Docker Desktop is the developer-friendly distribution for macOS and Windows. It wraps Docker Engine in a Linux VM (via Apple Hypervisor / WSL2) and adds:

Component	Purpose
CLI	Standard docker commands
GUI	Manage images, containers, resource limits (CPU/memory/disk)
Credential Helper	Secure credential storage for private registries
Extensions	Third-party tools (e.g., Dive, Portainer, Trivy)
Optional Kubernetes	Single-node K8s cluster alongside Docker

Docker Engine vs Docker Desktop

	Docker Engine	Docker Desktop
OS	Linux only	macOS, Windows, Linux
License	Free (Apache 2.0)	Free for personal use; paid for large orgs
Kubernetes	Not included	Optional, single-node
GUI	None	Included
VM overhead	None	Yes (Linux VM layer)

• On Linux, prefer Docker Engine for servers and CI runners — no VM overhead, full performance.
• On macOS/Windows, Docker Desktop is the practical choice. The VM boundary means bind mounts have some performance overhead compared to native Linux.

---

How the API Works

Client and daemon communicate over a local socket by default:

• Linux: /var/run/docker.sock
• Windows: \\.\pipe\docker_engine

# Connect CLI to a remote Docker daemon
docker -H remote-host:2375 ps
export DOCKER_HOST=tcp://remote-host:2375

# The CLI is just a REST API wrapper — you can call it directly:
curl --unix-socket /var/run/docker.sock http://localhost/containers/json

Caution

Port 2375 is unauthenticated and unencrypted.

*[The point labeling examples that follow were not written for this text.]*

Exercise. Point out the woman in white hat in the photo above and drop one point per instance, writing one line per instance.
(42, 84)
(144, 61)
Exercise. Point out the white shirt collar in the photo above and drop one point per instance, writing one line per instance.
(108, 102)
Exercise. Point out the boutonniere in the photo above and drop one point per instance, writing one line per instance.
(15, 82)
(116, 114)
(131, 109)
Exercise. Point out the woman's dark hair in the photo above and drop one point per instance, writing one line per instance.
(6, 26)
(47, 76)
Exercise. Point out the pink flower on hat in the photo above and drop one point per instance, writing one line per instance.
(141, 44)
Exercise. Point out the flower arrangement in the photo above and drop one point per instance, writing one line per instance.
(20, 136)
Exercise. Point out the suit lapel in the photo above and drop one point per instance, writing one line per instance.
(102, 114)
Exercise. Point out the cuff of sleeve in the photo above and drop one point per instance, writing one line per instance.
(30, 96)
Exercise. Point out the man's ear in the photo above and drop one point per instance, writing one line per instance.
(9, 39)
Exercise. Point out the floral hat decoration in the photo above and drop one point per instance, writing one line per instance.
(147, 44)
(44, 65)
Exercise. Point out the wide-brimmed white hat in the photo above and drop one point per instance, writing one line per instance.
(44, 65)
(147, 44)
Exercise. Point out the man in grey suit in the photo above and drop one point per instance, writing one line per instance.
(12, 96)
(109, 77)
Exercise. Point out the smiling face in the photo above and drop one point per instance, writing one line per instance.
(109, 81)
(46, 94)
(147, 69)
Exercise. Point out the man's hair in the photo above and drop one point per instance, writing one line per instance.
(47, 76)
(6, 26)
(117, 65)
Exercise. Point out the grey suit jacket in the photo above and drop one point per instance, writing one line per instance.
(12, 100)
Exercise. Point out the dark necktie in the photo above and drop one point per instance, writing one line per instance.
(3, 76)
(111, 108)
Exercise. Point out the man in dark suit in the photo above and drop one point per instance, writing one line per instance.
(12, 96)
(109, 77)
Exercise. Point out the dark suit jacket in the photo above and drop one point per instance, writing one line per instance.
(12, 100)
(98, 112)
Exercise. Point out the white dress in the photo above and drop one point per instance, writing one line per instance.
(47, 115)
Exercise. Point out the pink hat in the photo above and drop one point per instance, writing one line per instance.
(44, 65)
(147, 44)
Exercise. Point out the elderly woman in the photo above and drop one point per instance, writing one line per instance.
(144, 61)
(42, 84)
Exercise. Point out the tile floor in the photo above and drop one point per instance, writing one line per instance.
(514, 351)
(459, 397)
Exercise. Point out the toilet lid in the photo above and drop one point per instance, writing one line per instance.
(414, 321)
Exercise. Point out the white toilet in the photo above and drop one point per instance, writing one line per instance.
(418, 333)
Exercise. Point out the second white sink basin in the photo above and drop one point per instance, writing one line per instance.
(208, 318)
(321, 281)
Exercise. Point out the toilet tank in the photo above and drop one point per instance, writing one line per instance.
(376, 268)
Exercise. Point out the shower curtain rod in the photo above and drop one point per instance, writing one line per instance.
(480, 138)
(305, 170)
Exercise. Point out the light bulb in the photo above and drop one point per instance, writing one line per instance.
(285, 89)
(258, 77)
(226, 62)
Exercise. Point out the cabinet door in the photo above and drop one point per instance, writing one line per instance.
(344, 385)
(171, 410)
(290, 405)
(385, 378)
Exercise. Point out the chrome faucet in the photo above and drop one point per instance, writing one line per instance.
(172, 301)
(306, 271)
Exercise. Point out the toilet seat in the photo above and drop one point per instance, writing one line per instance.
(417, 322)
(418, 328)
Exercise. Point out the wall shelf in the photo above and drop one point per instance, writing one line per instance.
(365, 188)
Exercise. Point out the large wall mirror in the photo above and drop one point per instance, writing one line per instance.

Anyone who can reach it has full control of your Docker daemon — which is effectively root on the host. For remote access, use the TLS-secured port (2376) with client certificate auth, or tunnel over SSH: docker -H ssh://user@remote-host ps.

Any tool that speaks the Docker REST API — Portainer, VS Code Docker extension, CI runners — can manage Docker. The CLI is not special.